Another article in the Wall Street Journal re: a number of the more visible brain-based products in the brain-fitness movement. If I had the time and resources it would be nice to do the following with these products, as well as many others that are available (see Sharp Brains for more)
1. Task analyze the cognitive/neuropsychological abilities that appear to be activated/treated with each product using a standard/accepted taxonomy of human cognitive abilities. In the domain of cognitive abilities I, of course, would analyze the products using the CHC taxonomy of cognitive abilities. Having a handful of independent experts in CHC theory complete this task analysis and then establish an "expert consensus" would be nice. Long story short----lets examine all of these products using the same cognitive taxonomic model and terminology.

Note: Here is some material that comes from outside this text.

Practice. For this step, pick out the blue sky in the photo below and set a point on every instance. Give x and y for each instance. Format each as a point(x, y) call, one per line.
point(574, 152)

2. Conduct a study (or series of studies) where the effectiveness of the programs (at least 3-4) are compared head-to-head with either (a) the same subjects (of course, using a counter-balanced design) and/or (b) randomly assign subjects to different product treatment groups (or use some matched subject groups). The use of a control (non-treatment group) would also be ideal. Have all subjects take a standard battery of pre- and post-test cognitive/neuropsychological measures and statistically compare the relative treatment effects against the control group.
I'm sure there is more, but this would provide some useful information for the consumer in this whole brain fitness movement.